La religion occupe donc une place importante, celle-ci est valorisée et ce notamment grâce à la comparaison du v6 à savoir « comme les hangars de Port-aviation » qui certes nous étonne mais permet de considérer la religion autrement, de nous peindre sa spiritualité (cf l’image du Christ aviateur par la suite) et sa vigueur étant donné que ces hangars sont contemporains. Tout cela amène à l’élan lyrique du vers 7 avec « Ô Christianisme ». On ressent toute l’admiration du poète pour cette religion grâce au superlatif absolu « le plus moderne » ou encore grâce au vouvoiement témoignant de son respect envers le pape Pie X, qui certes n’est pas réputé comme étant un pape progressiste mais qui pourtant accorda sa bénédiction en 1911 à l’aviateur André Beaumont. Cet épanchement admiratif permet des allusions à l’état d’âme du poète qui évoque sa « honte » au vers 9, provoquée par le regard des autres ou peut-être celui de dieu, matérialisé par la personnification « toi que les fenêtres observent ». Il nous évoque également son envie d’ « entrer dans une église » que l’enjambement « te retient / d’entrer dans une église » mime. Son désir de confession (« t’y confesser ») nous laisse à penser que le poète a besoin de s’exprimer, de se livrer, de revenir à une certaine religiosité. Religiosité qui d’ailleurs sera nouvelle si on prend en considération la comparaison évoquée précédemment. Pour autant, on peut se demander si cette évocation de la religion ne matérialise pas un poids pour le poète qui n’arriverait pas à dépasser la tradition, symbolisée par la religion ce qui expliquerait également l’emploi du pronom personnel « tu » pour montrer que le poète serait, à cause de ce poids, étranger en quelques sortes à lui-même, à ses aspirations.
Ver 11 à 14 = Hommage aux nouveaux supports écrits
Puis, après cet éloge paradoxal de la religion, Apollinaire passe à l’éloge même de la modernité et ce par le biais d’éléments la rappelant comme l’énumération des supports associant images et textes : « les prospectus les catalogues les affiches» au v 11. Ces supports sont en quelque sorte magnifiés par la personnification « qui chantent tout haut ». Elle leur donne vie, elle dote la ville d’une atmosphère douce et agréable et rapproche indirectement ces supports à la poésie qui, à l’époque médiévale, était associée au chant.

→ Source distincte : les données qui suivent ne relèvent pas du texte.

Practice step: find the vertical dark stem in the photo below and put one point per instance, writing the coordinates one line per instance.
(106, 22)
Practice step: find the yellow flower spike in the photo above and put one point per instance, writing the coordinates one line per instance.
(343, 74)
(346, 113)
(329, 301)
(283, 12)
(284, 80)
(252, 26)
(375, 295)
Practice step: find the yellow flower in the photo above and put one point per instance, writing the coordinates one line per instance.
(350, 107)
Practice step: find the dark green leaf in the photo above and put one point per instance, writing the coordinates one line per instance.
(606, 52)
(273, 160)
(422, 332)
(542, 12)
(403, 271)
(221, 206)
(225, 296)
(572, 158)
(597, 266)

Dès lors, la poésie moderne serait partout. Cette idée est d’ailleurs émise au vers 11, et ce en tête de vers, grâce au présentatif dans « voilà la poésie ce matin ». La poésie n’est donc plus sélective, elle n’est plus seulement dans les livres, elle éclate désormais au regard et détient donc un caractère non seulement visuel, présent grâce aux supports évoqués, mais également auditif.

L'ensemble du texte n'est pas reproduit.